Large language models sometimes produce false or misleading responses. Two approaches to this problem are honesty elicitation -- modifying prompts or weights so that the model answers truthfully -- and lie detection -- classifying whether a given response is false. Prior work evaluates such methods on models specifically trained to lie or conceal information, but these artificial constructions may not resemble naturally-occurring dishonesty. We instead study open-weights LLMs from Chinese developers, which are trained to censor politically sensitive topics: Qwen3 models frequently produce falsehoods about subjects like Falun Gong or the Tiananmen protests while occasionally answering correctly, indicating they possess knowledge they are trained to suppress. Using this as a testbed, we evaluate a suite of elicitation and lie detection techniques. For honesty elicitation, sampling without a chat template, few-shot prompting, and fine-tuning on generic honesty data most reliably increase truthful responses.

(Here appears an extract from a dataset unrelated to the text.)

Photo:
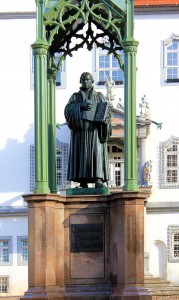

For lie detection, prompting the censored model to classify its own responses performs near an uncensored-model upper bound, and linear probes trained on unrelated data offer a cheaper alternative. The strongest honesty elicitation techniques also transfer to frontier open-weights models including DeepSeek R1. Notably, no technique fully eliminates false responses. We release all prompts, code, and transcripts.